J’avais adoré l’album précédent Burn Your Fire for No Witness, plus brut et plus sombre que My Woman. Olsen revient cette fois avec des pièces plus lumineuses qui conservent toutefois un certain cynisme. Assumée, sincère mais plus nuancée, on sent définitivement l’évolution de cette femme. L’artiste intègre des synthétiseurs au son grunge des guitares, sans perdre l’esthétisme du Rock n’ Roll des années 60 qui lui va bien. Les mélodies sont belles et accrocheuses –  on a qu’à penser à la ligne de basse sur la pièce Woman.

 

Antoine Corriveau – Cette chose qui cognait au creux de sa poitrine sans vouloir s’arrêter

La bande originale de mon automne aura été cette oeuvre énigmatique qui invite à l’introspection. Le troisième album d’Antoine Corriveau est beaucoup moins folk que Les ombres longues et propose à son auditeur une volée d’arrangements à cordes et à vents qui rappelle parfois le sublime album Jaune de Jean-Pierre Ferland. Les textes sont denses et la voix assurée de Corriveau laisse échapper une belle vulnérabilité. Sans aucun doute, cet album trouvera sa place dans plusieurs décomptes des meilleurs albums cette année.
 

Nick Cave and the Bad Seeds – Skeleton Tree

Pendant la réalisation de Skeleton Tree, le 16e album du groupe, Nick Cave a été affligé par la mort tragique de son fils Arthur âgé de 15 ans.  Comme pour exorciser la douleur qu’a causée ce drame, Cave aborde brutalement le sujet du deuil.
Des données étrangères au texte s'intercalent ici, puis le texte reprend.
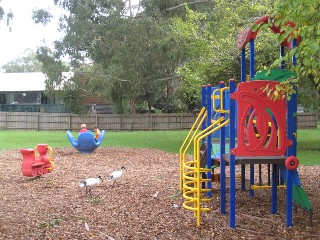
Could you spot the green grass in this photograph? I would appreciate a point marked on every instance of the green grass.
(169, 141)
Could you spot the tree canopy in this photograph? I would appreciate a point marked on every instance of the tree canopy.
(161, 52)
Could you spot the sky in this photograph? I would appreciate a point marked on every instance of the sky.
(26, 34)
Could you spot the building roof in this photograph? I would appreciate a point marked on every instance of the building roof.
(24, 82)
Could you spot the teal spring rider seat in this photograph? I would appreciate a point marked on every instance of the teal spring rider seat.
(85, 142)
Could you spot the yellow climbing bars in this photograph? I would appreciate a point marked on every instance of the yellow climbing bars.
(191, 178)
(187, 142)
(215, 96)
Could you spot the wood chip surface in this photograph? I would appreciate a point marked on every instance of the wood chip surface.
(145, 204)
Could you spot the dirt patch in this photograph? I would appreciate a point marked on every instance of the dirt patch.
(145, 205)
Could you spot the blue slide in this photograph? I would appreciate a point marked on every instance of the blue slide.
(85, 142)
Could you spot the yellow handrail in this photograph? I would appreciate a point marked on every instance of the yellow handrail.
(209, 130)
(203, 112)
(221, 109)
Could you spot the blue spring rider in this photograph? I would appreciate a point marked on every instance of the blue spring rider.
(85, 142)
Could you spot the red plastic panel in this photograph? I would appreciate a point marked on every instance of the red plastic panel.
(261, 120)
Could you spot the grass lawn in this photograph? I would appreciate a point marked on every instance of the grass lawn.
(169, 141)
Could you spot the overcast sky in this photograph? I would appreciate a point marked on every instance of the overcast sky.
(26, 34)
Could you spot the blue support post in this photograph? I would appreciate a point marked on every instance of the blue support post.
(292, 150)
(203, 102)
(252, 70)
(274, 189)
(289, 186)
(222, 164)
(243, 65)
(282, 66)
(232, 196)
(209, 138)
(243, 179)
(251, 192)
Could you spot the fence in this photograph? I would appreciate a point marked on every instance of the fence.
(115, 122)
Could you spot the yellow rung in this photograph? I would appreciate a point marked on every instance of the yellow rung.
(255, 187)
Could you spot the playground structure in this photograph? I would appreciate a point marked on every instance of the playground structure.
(36, 166)
(253, 129)
(86, 142)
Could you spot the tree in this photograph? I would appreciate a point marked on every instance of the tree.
(130, 56)
(26, 63)
(209, 42)
(305, 15)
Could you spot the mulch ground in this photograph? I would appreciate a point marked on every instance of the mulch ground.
(145, 205)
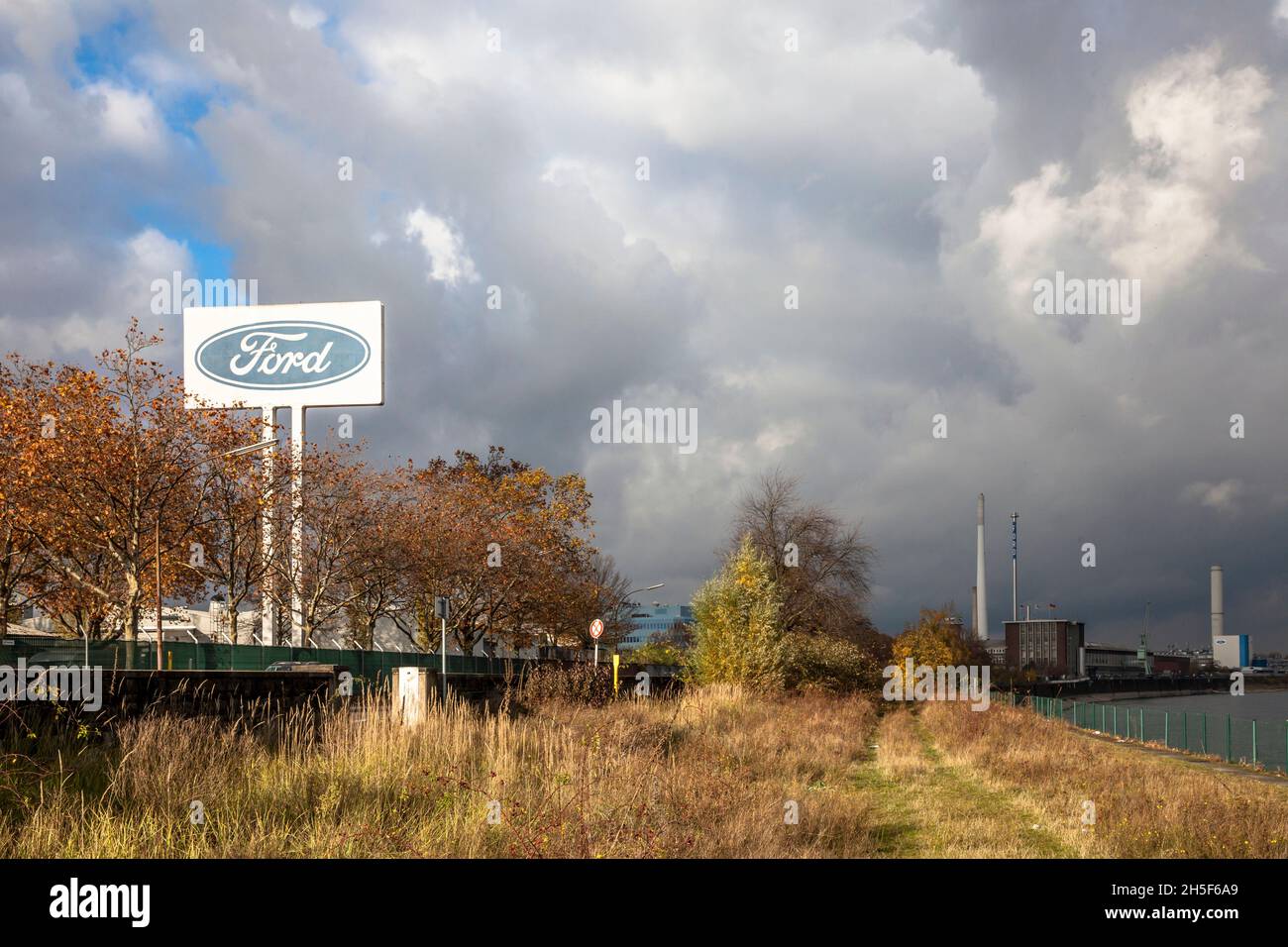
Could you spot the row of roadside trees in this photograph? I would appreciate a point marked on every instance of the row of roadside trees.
(93, 460)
Jamais un album de Cave n’aura présenté des émotions aussi poignantes. Les mélodies languissantes et le ton très sombre m’ont rebutée au départ. Or, cet album m’a complètement conquise après quelques écoutes. J’aime les loops que Warren Ellis a composés et qui installent une ambiance de recueillement. Grand album qui s’insère dans l’imposante discographie de Nick Cave and the Bad Seeds.

 

Fred Fortin – Ultramarr

Monstre dans l’univers musical rock du Québec, Fortin est plus tranquille, sans être docile, avec Ultramarr. Moins distorsionné, l’album met en lumière des thèmes ordinaires, c’est-à-dire le travail, la routine, l’amour, le couple,  le pas-de-goût-de-faire-la-vaisselle et les histoires de brosse sur des mélodies bluesées et dans un format cohérent du début jusqu’à la fin.  La chanson Molly  me plonge dans le mood for love et me donne, à chaque fois,  le goût de prendre la route.